The good news is that Walt Disney (DIS 9.72%) delivered blowout bottom-line results for its fiscal first quarter (ended Dec. 30, 2023) on Wednesday afternoon. The solid results alongside other beefy announcements pushed the shares above $100. The bad news is that it has always returned to the double digits in the past. Can it be different this time?

There was a lot riding on this week’s financial update. With Disney fighting proxy battles on more than one front ahead of April’s annual shareholder meeting, this would be its best shot to rally the bulls and silence the critics that wanted representation in the boardroom.

A whole new world

Disney packed for war. CEO Bob Iger made sure he loaded his quiver with plenty of arrows. Some of them were pretty pointy.
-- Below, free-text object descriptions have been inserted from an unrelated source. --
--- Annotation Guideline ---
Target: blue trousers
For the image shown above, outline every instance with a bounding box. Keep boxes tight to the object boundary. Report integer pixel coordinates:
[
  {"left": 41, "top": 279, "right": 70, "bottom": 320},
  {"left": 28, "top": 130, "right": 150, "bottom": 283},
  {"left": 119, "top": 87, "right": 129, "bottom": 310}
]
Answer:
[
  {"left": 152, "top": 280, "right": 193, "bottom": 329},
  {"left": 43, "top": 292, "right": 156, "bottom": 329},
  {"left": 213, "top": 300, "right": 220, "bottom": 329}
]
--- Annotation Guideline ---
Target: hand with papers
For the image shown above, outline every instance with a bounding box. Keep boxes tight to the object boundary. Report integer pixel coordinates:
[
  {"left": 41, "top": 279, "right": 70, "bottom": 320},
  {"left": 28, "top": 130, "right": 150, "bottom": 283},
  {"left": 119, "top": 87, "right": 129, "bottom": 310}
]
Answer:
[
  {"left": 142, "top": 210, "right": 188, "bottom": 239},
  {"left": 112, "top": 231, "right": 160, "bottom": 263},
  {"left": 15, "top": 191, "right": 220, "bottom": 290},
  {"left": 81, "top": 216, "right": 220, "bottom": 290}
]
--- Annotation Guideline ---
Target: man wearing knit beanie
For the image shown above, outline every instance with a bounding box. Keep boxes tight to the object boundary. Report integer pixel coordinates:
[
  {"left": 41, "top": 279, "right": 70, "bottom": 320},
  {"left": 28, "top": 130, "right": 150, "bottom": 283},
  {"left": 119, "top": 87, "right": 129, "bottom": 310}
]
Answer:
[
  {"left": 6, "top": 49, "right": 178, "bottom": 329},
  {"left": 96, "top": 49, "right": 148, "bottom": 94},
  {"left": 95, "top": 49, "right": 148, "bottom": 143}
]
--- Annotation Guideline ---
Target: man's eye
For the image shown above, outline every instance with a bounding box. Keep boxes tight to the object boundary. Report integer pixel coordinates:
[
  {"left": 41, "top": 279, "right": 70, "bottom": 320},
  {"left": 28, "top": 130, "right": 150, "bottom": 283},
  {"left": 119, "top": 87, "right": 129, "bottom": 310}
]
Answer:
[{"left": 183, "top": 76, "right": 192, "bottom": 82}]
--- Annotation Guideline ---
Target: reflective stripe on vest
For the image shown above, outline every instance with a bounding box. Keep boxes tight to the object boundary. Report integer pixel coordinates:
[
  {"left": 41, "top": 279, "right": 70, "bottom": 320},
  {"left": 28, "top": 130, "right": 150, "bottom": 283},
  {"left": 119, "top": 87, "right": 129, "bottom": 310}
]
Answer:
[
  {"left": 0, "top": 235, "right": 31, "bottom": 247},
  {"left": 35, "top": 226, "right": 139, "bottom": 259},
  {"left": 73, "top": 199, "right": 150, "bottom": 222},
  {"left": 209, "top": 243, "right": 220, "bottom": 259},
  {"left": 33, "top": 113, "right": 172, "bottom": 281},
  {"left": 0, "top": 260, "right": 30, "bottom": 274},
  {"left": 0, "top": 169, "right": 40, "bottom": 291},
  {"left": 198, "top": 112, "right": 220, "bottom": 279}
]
  • Disney now expects its annualized cost savings by the end this fiscal year to “exceed” $7.5 billion.
  • It’s making a $1.5 billion investment in Fortnite developer Epic Games, and in the process creating a games and entertainment universe within the popular online video game.
  • Its board approved plans for up to $3 billion in share repurchases. It’s Disney’s first buyback since fiscal 2018.
  • Remember that wildly popular Taylor Swift concert film that cleared more than $180 million at the box office last year? It’s coming exclusively to Disney+ next month.
  • An animated series based on Moana will instead be a theatrical release in November. This is not the live-action version of the movie that is also in the works.
  • Disney increased its semiannual dividend by 50% to $0.45 a share. The new payment won’t go out until July, but it made it a point to announce it in early February.

There were a lot of stock-moving announcements. Then we get to the actual results, which were particularly impressive. Revenue of $23.5 billion was flat with the prior year’s fiscal first quarter, but that’s not a surprise. A 7% year-over-year decline in entertainment revenue was offset by gains for its sports and experiences segments.

The bottom line is where heads start to turn. Analysts were expecting adjusted earnings to come in flat with the $0.99 a share it posted a year earlier. Adjusted net income clocked in at $1.22 a share. An 86% improvement in the operating loss for its direct-to-consumer segment was the biggest driver. There were also healthy jumps at its sports and international theme parks businesses.

Disney guests celebrating in front of a sign celebrating Disney turning 100 years old.

Image source: Disney.

“Disney” and “disrupt” start with the same three letters

“I’d rather be a disruptor than to be disrupted,” CEO Bob Iger said on CNBC following the earnings release but before his company’s earnings call.

You can’t describe anything that Disney is doing right now as playing it safe. Teaming up with two sports networks rivals to launch a bundled streaming app in the fall of next year isn’t safe, especially when its own ESPN is the top dog in that space. Agreeing to nearly double its capital expenditures to $60 billion over the next 10 years for its theme parks isn’t safe, especially at a time when it’s eyeing billions of cost cuts elsewhere.

You also can’t call anything that Disney is doing right now not smart. Making a 10-figure investment in a software developer doesn’t sound bright at first, but it gives the House of Mouse a way to reach the largely young audience on Fortnite that isn’t typically exposed to ads and other brand missives. Taking a project that was originally slated for Disney+ and packaging it for the multiplex sounds desperate, but the original Moana film was the most streamed movie on any platform in the U.S. last year. Imagine how strong the fiscal first quarter of 2025 will be by the end of this calendar year with a Moana sequel and Mufasa: The Lion King on the slate.

The media stock had a lot to prove this week. In the span of an hour yesterday it turned headwinds into tailwinds, bears into bulls, and a proxy battle into Jiminy Cricket chirping. This is where momentum starts and the double digits start fading in the rearview mirror.